- Japanese film poster
- Directed by: Shinya Tsukamoto
- Screenplay by: Shinya Tsukamoto
- Based on: Sōseiji: Aru Shikeiin ga Kyōkaishi ni Uchiaketa Hanashi by Edogawa Ranpo
- Produced by: Toshiaki Nakazawa; Taishi Nishimura;
- Starring: Masahiro Motoki; Ryo; Yasutaka Tsutsui; Shiho Fujimura; Akaji Maro;
- Cinematography: Shinya Tsukamoto
- Edited by: Shinya Tsukamoto
- Music by: Chu Ishikawa
- Production company: Sedic International / Marubeni
- Distributed by: Toho
- Release date: September 15, 1999 (Japan);
- Running time: 84 minutes
- Country: Japan
- Language: Japanese

= Gemini (1999 film) =

Gemini (also known as Sōseiji; 双生児, "Twins") is a 1999 horror film by Shinya Tsukamoto. It is loosely based on an Edogawa Ranpo story, which pursues Tsukamoto's theme of the brutally physical and animalistic side of human beings rearing its ugly head underneath a civilized veneer. These themes are also present in his previous films like Tetsuo: The Iron Man (1989) and Tokyo Fist (1995). Gemini has elements new to Tsukamoto at the time, including being set in the late Meiji era (1868–1912), no stop-motion photography, and a non-industrial setting.

==Plot==

Set in Tokyo in 1910, the film centers Dr. Daitokuji Yukio (Masahiro Motoki), a former military doctor who has taken over a successful practice from his father and treats plague victims. His only problem is that his wife, Rin (Ryo), suffers from amnesia, and her past is unknown.

Both his parents die suddenly, killed by a mysterious stranger who looks just like him. His relationship with his wife worsens after he chooses to cure the mayor instead of destitute denizens of nearby ghettos. While isolated from his relatives, he one day faces the mysterious stranger who turns out to be his long-lost rejected twin, Sutekichi (Motoki). Seeking revenge, Sutekichi throws him into the garden's well and takes over his life.

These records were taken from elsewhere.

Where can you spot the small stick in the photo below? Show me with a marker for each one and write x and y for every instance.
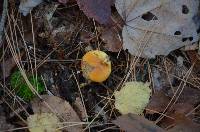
(3, 20)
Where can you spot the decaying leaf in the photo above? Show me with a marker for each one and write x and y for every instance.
(27, 5)
(132, 122)
(63, 1)
(157, 103)
(43, 122)
(132, 98)
(100, 10)
(188, 95)
(112, 40)
(59, 106)
(157, 27)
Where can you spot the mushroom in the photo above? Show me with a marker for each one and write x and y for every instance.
(96, 66)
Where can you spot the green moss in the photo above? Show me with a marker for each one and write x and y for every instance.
(21, 88)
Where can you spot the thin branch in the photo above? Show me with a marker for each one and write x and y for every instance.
(3, 20)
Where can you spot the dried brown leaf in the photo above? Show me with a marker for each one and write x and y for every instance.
(132, 122)
(63, 1)
(59, 106)
(100, 10)
(158, 103)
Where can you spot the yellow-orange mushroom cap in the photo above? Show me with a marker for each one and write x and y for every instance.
(96, 66)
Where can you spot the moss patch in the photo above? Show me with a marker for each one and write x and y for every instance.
(21, 88)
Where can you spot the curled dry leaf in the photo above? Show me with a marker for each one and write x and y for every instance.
(60, 107)
(157, 27)
(100, 10)
(27, 5)
(132, 122)
(9, 64)
(112, 40)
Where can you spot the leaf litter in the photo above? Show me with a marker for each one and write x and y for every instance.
(52, 40)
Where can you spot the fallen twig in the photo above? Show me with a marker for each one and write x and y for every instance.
(3, 20)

The final conflict between the two brothers is realized when Yukio, forced into an animalistic existence in the well, reemerges, prompting the fratricidal fight for the love of the same woman, since it turns out (while he takes over Yukio's role) that Rin had actually once been Sutekichi's lover.

==Cast==
- Masahiro Motoki – Yukio Daitokuji / Sutekichi
- Ryo – Rin
- Yasutaka Tsutsui – Yukio's father
- Shiho Fujimura – Yukio's mother
- Akaji Maro – Kakubê
- Masako Motai – Shige
- Renji Ishibashi – Beggar monk
- Tomorowo Taguchi – Middle-aged patient
- Tadanobu Asano – Revenger with sword
- Naoto Takenaka – Rich man

==Documentary==
A behind-the-scenes documentary about the making of Gemini was produced and directed by Takashi Miike. The documentary, titled 塚本晋也が乱歩する (Tsukamoto Shinya ga Ranpo suru), is 17 minutes long.

==Release==
Gemini received its official world premiere at the Venice Film Festival in 1999. It was released a few days later in Japan on September 15, 1999, where it was distributed by Toho. It was shown in the United States on November 5, 2000, at the Hawaii Film Festival. It has also received a rerelease by Third Window Films on Blu-ray in 2020.

==Reception==
Variety gave the film a generally favourable review, stating that "this strikingly designed thriller is gripping despite a certain heavy-handedness and the director's customarily chaotic narrative approach." The Globe and Mail referred to Gemini as the "Pick of the Day" from its presentation at the Toronto International Film Festival, describing the film as "disconcerting, opaque, energetic, tedious, fascinating and flat-out insane in roughly equal measure" A review in the French film magazine Positif stated that Gemini had an awkward style that would leave viewers unable to get a real sense of fear and that the film had the complexity of a student film or a z-grade series. Contrarily, the media site Grimoire of Horror praised the frantic narrative for "absolutely breath taking plot twists, scenes of highly choreographed mayhem, beautifully erotic sequences, in-your-face class divide parables".